First ever all-female spacewalk

Christina Koch and Jessica Meir (the first Swedish woman in space) did it, after five decades of spacewalking it finally happened. And as Tracy Caldwell Dyson, another NASA astronaut, said: “This is significant … As much as it’s worth celebrating, many of us are looking forward to it just being normal.” Previously, 14 women and 213 men have carried out spacewalks.

Apparently the historical walk almost got cancelled because they only had one medium space suit. ”Make another suit” Hillary Clinton tweeted. And NASA did prepare another suit and Koch and Meir made history on Friday when they ventured outside the International Space Station for a five-and-a-half hour mission to replace a power controller.
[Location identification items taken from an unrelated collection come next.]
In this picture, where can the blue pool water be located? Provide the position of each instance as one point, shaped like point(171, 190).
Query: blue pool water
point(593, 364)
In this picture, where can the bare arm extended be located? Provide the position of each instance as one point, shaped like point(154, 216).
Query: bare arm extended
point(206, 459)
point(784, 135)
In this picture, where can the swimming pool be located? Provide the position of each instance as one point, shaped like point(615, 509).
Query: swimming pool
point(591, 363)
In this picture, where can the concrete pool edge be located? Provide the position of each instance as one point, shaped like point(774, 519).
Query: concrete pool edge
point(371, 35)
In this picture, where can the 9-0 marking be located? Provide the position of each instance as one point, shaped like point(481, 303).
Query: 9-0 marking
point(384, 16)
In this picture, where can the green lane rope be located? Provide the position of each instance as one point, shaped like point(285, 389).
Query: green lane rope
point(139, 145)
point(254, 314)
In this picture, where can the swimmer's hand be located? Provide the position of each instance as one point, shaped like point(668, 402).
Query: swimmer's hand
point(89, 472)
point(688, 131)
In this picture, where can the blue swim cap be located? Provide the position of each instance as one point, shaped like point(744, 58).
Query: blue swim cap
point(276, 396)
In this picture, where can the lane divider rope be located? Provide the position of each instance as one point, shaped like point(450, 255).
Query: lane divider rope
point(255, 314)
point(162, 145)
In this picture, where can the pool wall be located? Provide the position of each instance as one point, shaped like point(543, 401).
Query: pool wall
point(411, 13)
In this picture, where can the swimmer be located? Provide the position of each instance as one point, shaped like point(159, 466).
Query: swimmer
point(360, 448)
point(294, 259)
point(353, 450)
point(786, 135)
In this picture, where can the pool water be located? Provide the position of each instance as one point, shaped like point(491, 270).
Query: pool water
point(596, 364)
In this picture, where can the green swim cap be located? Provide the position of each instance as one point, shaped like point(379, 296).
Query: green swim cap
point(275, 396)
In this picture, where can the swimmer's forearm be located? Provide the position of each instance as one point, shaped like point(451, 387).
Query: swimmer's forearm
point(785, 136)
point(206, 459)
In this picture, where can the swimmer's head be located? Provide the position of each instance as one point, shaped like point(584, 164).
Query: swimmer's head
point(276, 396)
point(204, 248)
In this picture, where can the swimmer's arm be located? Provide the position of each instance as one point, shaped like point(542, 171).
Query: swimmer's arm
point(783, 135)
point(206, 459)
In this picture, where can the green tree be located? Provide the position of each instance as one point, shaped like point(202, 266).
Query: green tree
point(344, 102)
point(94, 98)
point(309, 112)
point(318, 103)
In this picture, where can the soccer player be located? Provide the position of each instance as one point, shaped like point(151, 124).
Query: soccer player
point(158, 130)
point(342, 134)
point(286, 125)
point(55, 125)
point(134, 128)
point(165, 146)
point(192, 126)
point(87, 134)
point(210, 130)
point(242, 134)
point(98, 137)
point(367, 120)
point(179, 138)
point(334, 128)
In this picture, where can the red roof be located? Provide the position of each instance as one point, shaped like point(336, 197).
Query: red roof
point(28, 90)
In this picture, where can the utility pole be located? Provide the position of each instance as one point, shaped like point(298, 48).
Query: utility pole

If you think about living in space for some months you realize there are many challenges. Laundry is one. NASA is looking for solutions that can extend wear-time in space, and we were actually asked to contribute with evidence of the functionality of Pure Effect mists. That was a proud moment 🙂

There is not much research on female bodies in space. Now researchers are collecting biomedical data on the impact of spaceflight on Koch’s body. There is evidence that there are sex differences in responses to a space environment. And from the ground we know for example that men and women have different sweat patterns – men sweat more than women and on different parts of the body. The astronauts wear cooling and ventilation garment on a spacewalk, to maintain their body temperature at a safe level. But it was all designed for male bodies, after five decades of space walking. Time for a change, right?

 

 

The Guardian reports: “On Tuesday, Nasa unveiled the prototype for a new spacesuit that could be worn by the next crew, expected to include a woman, to land on the moon. The suit is designed to give a customised fit to the individual astronaut, whatever their shape or size.

In times of big challenges on Earth – war, hunger and climate changes – some might think of space research as a luxury. But if you ask me space is part of the solution. This research is one of the most important ways to push our minds and lives to the future sustainable solutions. Looking at the Earth from space gives us some key perspectives. Keep up the great work you do, NASA.